Selasa, 23 September 2008

Wawancara dengan HADI UTOMO tokoh Tegalan

Wawancara:

Moch. Hadi Utomo, Budayawan Tegal
Bahasa Tegal itu Liar dan ‘Dlawèran’

SEJAK bahasa Tegal diperkenalkan menjadi bahasa yang lebih memiliki greget dalam riuhnya kreativitas para seniman melalui ‘perlawanan’ pemberontakan terhadap bahasa ‘wètanan’. Salah satunya menterjemahkan puisi-puisi nasional ke dalam bahasa Tegalan dan membacakannya di Teater Arena Taman Budaya Surakarta, 28 Juli 1994 lalu.
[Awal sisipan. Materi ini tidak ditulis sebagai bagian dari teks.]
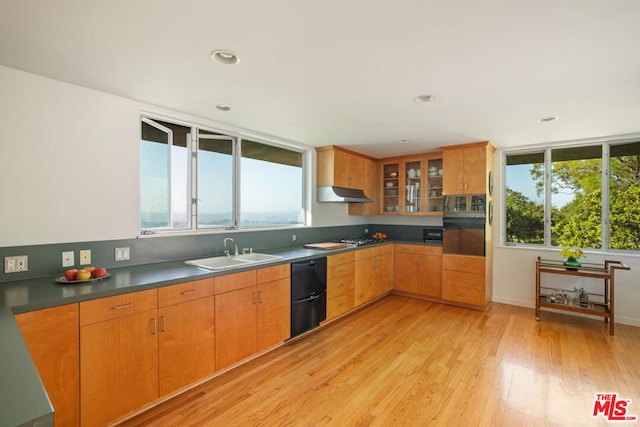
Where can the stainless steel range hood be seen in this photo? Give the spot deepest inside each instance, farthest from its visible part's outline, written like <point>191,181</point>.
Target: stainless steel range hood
<point>342,195</point>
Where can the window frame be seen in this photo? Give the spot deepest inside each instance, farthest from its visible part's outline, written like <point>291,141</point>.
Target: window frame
<point>605,145</point>
<point>236,136</point>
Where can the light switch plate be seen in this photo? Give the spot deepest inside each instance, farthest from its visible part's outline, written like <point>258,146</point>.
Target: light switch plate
<point>85,256</point>
<point>16,264</point>
<point>67,259</point>
<point>122,254</point>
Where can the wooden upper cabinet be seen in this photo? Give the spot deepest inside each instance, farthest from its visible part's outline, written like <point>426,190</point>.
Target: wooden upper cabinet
<point>371,186</point>
<point>340,168</point>
<point>411,185</point>
<point>467,168</point>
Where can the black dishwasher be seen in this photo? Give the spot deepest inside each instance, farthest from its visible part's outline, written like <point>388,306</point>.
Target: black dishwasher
<point>308,294</point>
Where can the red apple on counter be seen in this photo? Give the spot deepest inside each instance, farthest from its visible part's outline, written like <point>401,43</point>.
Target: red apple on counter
<point>99,272</point>
<point>83,274</point>
<point>70,274</point>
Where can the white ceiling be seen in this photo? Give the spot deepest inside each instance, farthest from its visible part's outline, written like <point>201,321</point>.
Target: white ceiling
<point>346,72</point>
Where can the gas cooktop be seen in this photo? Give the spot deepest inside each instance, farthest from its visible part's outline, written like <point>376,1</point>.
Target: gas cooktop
<point>359,242</point>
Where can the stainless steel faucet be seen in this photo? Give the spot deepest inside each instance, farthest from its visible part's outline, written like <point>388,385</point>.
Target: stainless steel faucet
<point>235,252</point>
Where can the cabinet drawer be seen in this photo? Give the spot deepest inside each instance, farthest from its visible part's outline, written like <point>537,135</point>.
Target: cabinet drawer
<point>467,288</point>
<point>343,258</point>
<point>174,294</point>
<point>339,304</point>
<point>340,285</point>
<point>232,282</point>
<point>340,271</point>
<point>271,274</point>
<point>417,249</point>
<point>373,252</point>
<point>463,263</point>
<point>102,309</point>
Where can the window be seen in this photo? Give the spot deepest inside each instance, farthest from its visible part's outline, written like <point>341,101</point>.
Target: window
<point>584,196</point>
<point>194,179</point>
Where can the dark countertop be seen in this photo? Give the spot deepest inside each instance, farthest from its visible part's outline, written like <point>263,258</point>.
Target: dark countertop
<point>23,400</point>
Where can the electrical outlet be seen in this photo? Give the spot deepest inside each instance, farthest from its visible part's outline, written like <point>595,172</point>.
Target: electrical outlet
<point>85,256</point>
<point>123,254</point>
<point>67,259</point>
<point>16,264</point>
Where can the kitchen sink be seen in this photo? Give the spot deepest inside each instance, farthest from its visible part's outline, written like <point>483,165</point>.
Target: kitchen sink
<point>257,257</point>
<point>229,262</point>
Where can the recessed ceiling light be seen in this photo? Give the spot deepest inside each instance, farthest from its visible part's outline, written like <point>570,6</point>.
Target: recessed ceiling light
<point>424,98</point>
<point>225,56</point>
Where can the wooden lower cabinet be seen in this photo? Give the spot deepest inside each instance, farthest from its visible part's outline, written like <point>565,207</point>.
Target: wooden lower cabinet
<point>118,356</point>
<point>274,312</point>
<point>463,279</point>
<point>253,317</point>
<point>186,335</point>
<point>51,336</point>
<point>236,319</point>
<point>373,273</point>
<point>340,284</point>
<point>418,269</point>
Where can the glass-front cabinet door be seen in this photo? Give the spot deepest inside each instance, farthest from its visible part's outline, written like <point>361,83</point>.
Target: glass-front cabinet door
<point>390,188</point>
<point>412,186</point>
<point>434,193</point>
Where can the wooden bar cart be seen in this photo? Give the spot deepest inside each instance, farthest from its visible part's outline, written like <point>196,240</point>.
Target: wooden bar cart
<point>603,306</point>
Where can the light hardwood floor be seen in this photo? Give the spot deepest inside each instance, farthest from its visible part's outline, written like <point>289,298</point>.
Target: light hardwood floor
<point>402,361</point>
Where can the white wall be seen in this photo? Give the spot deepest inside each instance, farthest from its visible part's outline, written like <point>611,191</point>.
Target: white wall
<point>69,163</point>
<point>514,269</point>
Ini menjadi tonggak sejarah Tegalan lahir dan amat menggemparkan. Tidak mengherankan kalau kemudian sejumlah literature terbitan Tegal, kaset sandiwara, naskah-naskah drama dan lagu-lagu Tegalan serta tulisan para sastrawan Tegal telah terdokumentasi di perpustakan ‘School of Social Sciences Curtin University, Kent St. Bentley, 6102 WA, Perth Australia Barat’. Hal ini berkat kegilaan Dr. Richard Curtis, seorang peneliti bahasa dan budaya lokal yang dalam tesisnya ‘Popular Performance and Wong Cilik Sentiment In Tegal During The 1990s’ banyak mengambil referensi sastra dan budaya Tegalan.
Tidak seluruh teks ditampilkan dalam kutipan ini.